Ainsi, on sera très féministe et donc bien sous tous rapports si l’on se réjouit d’une participation toujours croissante des femmes au marché du travail. On se privera d’entrevoir cependant combien ce succès est avant tout celui du statu quo, l’acceptation d’un salariat généralisé par trop déconnecté de l’utilité sociale réelle du travail.

 

Mme Badinter déplore le culte de l’enfant roi, et nous la rejoignons tout à fait, mais comment ne pas déceler le lien entre cet « enfant-roi » et l’investissement des couples contemporains sur le marché du travail, tout occupés qu’ils sont à poursuivre leurs carrières professionnelles ? D’ailleurs, cette mobilisation des individus, hommes et femmes confondus, est aussi, et peut-être surtout, une réponse à l’instabilité conjugale et à l’insécurité financière. La figure de la mère isolée à trente-cinq ans est désormais banale à force d’être répandue. Et ce n’est pas le durcissement des conditions d’ouverture et du niveau des droits sociaux (retraite etc.) qui arrangera les choses.

 

Soyons clair : nous ne disons pas que la femme ne devrait pas intégrer le marché du travail car sa place serait à la maison. Pour le coup, ce serait une posture essentialiste dont le retour redouté est, répétons-le, aussi fantasmé que l’équation du sarkozysme et du pétainisme. Nous entendons souligner combien la défense d’une valeur travail qui ne serait pas assimilée à la participation de chacun au marché du travail nous semble autrement plus urgente et progressiste que celle d’une parité sexuelle enfin parfaite dans le monde fabuleux des salariés, qu’ils soient ouvriers, employés, managers ou dirigeants. Nous arguons qu’il existe d’autres engagements dans la vie - familiaux, éducatifs, associatifs, artistiques, politiques ou religieux - qui sont autant de dignes usages de la liberté humaine.

 

Cette défense de la diversité réelle (pas celle qui veut mettre du sexe et des couleurs à la standardisation des activités, des mœurs et des pensées), ce refus d’une société homogénéisée, dans la nécessaire conscience que l'on ne peut tout assumer seul, suppose de s’éloigner quelque peu d'un féminisme traqueur de phallocratie pour adopter un point de vue plus solidariste.

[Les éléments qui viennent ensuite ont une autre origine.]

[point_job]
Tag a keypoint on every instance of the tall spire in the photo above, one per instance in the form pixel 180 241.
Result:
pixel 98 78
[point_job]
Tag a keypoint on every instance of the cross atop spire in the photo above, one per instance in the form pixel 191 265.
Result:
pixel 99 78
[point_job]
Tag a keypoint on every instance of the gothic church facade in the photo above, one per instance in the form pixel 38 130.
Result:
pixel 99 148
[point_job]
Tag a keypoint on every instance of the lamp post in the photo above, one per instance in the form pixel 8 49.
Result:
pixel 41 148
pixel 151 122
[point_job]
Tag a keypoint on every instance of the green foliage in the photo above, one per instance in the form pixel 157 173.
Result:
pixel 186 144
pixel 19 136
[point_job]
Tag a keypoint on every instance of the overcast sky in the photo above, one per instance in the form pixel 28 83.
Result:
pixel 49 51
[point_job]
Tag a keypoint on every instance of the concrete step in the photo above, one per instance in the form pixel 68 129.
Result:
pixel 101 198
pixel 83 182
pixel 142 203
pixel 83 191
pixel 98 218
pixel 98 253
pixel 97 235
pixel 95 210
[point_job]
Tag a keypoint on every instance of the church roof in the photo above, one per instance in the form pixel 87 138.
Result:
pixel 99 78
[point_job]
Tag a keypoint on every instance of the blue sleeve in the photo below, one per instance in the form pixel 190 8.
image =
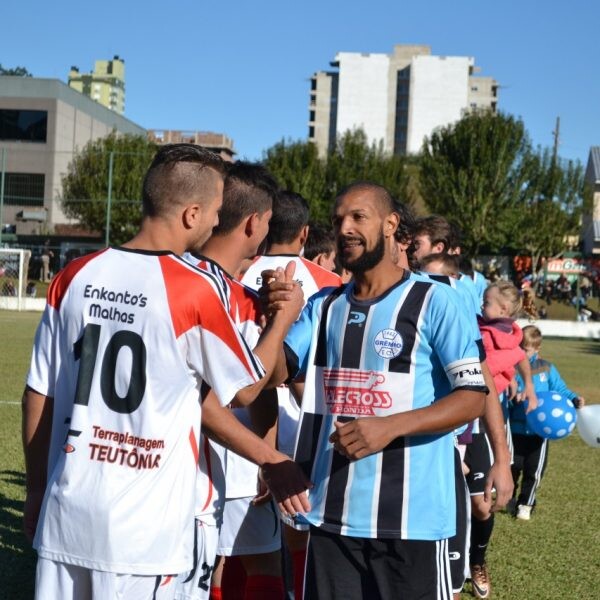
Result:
pixel 298 339
pixel 453 341
pixel 557 384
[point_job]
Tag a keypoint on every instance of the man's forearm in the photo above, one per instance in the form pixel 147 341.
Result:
pixel 36 431
pixel 452 411
pixel 221 426
pixel 493 419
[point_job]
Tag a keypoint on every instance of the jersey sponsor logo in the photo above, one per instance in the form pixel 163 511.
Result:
pixel 113 314
pixel 129 457
pixel 353 392
pixel 356 318
pixel 465 373
pixel 68 448
pixel 388 343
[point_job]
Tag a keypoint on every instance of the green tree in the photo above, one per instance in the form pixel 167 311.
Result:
pixel 474 172
pixel 551 208
pixel 297 166
pixel 17 71
pixel 86 185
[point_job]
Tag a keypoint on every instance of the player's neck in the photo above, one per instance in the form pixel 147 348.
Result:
pixel 378 280
pixel 226 252
pixel 293 248
pixel 156 235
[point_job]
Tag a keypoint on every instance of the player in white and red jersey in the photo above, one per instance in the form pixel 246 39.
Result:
pixel 248 530
pixel 288 233
pixel 123 357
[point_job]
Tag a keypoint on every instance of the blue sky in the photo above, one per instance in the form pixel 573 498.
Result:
pixel 243 68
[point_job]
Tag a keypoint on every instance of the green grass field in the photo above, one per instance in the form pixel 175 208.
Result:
pixel 555 555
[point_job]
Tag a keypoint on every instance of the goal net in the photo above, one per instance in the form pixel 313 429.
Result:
pixel 14 264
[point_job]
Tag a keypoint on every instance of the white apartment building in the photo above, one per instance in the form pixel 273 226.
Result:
pixel 398 99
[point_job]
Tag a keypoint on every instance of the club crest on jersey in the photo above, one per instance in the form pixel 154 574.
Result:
pixel 388 343
pixel 356 318
pixel 354 392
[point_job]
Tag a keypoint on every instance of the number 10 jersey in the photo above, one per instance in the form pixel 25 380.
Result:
pixel 127 346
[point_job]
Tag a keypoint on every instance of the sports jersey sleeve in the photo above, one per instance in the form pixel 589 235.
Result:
pixel 298 340
pixel 42 369
pixel 453 341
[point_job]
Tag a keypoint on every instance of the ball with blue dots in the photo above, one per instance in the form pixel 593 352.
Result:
pixel 555 416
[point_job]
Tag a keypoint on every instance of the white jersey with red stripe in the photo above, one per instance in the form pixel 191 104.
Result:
pixel 128 344
pixel 243 305
pixel 312 278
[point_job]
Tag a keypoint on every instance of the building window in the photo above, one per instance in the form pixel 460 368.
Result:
pixel 23 125
pixel 24 189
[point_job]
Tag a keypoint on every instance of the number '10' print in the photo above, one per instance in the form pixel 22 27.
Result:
pixel 86 351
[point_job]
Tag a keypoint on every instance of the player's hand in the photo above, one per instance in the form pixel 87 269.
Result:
pixel 279 292
pixel 288 484
pixel 31 513
pixel 500 478
pixel 530 395
pixel 263 494
pixel 360 437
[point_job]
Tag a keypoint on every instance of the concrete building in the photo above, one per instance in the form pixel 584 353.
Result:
pixel 105 84
pixel 43 123
pixel 590 224
pixel 398 98
pixel 217 142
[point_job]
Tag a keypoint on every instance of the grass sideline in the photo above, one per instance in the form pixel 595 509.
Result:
pixel 555 555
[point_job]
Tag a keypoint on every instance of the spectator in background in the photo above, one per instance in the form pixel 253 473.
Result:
pixel 320 246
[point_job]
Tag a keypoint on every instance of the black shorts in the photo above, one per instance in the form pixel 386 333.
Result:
pixel 458 545
pixel 478 458
pixel 338 567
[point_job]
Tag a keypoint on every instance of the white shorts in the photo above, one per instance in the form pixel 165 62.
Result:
pixel 195 585
pixel 70 582
pixel 249 529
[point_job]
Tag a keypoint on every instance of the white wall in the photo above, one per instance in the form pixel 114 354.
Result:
pixel 439 89
pixel 363 93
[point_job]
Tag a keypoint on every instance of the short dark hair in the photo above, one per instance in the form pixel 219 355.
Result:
pixel 405 234
pixel 382 195
pixel 249 188
pixel 438 230
pixel 177 172
pixel 320 240
pixel 449 262
pixel 290 215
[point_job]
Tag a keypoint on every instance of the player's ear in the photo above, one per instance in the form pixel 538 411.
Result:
pixel 391 223
pixel 250 225
pixel 190 215
pixel 304 235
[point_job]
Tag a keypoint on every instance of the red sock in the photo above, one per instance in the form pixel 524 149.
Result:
pixel 263 587
pixel 233 580
pixel 299 560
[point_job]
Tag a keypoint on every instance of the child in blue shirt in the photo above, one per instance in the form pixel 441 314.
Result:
pixel 531 450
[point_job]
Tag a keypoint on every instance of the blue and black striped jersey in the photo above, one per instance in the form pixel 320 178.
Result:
pixel 399 352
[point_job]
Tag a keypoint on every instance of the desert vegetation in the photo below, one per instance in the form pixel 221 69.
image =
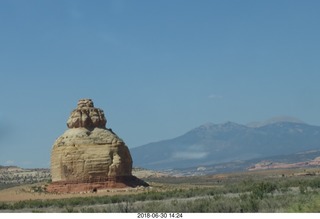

Ce dernier, parce qu'il permet d'envisager le couple, en dépit de sa "fluidité sociale", comme un univers créateur de posibilités et régulateur d’un équilibre de vie, dans le libre consentement de l’homme et de la femme, s’avère beaucoup plus prometteur dans l'actuelle société française non phallocrate qu’un féminisme dont la figure centrale paraît être la monade égoïste et narcissique, figure sociale de l'hyper-capitalisme contemporain.